Connect with Elected Officials. In addition to connecting with fellow NCIT advocates, you can use these sites to connect with elected officials. See if your legislators are on Facebook, Twitter, etc., and “friend” them. You can find out about events they’re hosting and participate, learn about their priority issues and communicate your policy issue interests.

Add to ongoing conversation. You don’t necessarily need to start an online conversation about your issue to have impact. In fact, there may already be one that you can add to. Check to see if there are relevant hashtags and active conversations about the issue area.

YouTube and other video-sharing websites have also become mainstream in spreading information, gaining support through numerous views of video clips and creating the occasional viral sensation. Most social networking sites share video as well, including Facebook, Twitter, Instagram and TikTok.
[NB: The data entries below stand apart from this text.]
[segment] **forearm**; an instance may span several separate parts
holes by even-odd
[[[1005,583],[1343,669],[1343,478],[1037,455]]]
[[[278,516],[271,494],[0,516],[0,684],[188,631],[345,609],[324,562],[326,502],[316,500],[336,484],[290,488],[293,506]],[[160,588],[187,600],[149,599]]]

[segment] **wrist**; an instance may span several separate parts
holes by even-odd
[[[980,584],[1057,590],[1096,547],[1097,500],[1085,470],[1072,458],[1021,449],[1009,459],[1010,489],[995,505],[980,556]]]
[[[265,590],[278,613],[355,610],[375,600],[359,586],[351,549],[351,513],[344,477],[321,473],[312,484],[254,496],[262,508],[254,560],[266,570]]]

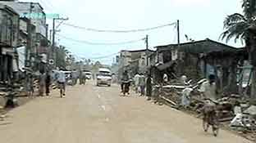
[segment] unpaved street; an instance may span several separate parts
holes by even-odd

You can also stay informed, engage in the political process and comment on heart and stroke
health issues via Congress YouTube sites:

Personal video messages can be another effective way to communicate with lawmakers at all levels. Consider sharing a video message and sending a link to your lawmakers to view. Messages from the heart make a difference.

Blogs and microblogs are an outlet to express your opinions on many topics and create readership audience. Readers can respond, so blogs offer more of a conversation online.

Microblogging is a short form of communication and on many services are limited to no more than 150 characters. The most popular microblogging tool is Twitter.

You can also subscribe to health care policy blogs or the personal blogs of elected officials to learn about priorities and start a dialogue in these forums. Also, look for opportunities to comment on blogs on newspaper websites to deliver your message on topics relevant to AHA policy issues.

As media continues to evolve, these popular sites may change. So be sure to connect with NCIt and your local organizations who can be a resource for you.

As advocates, it’s important to influence lawmakers who are present on social media through a host of different communication channels to make a difference.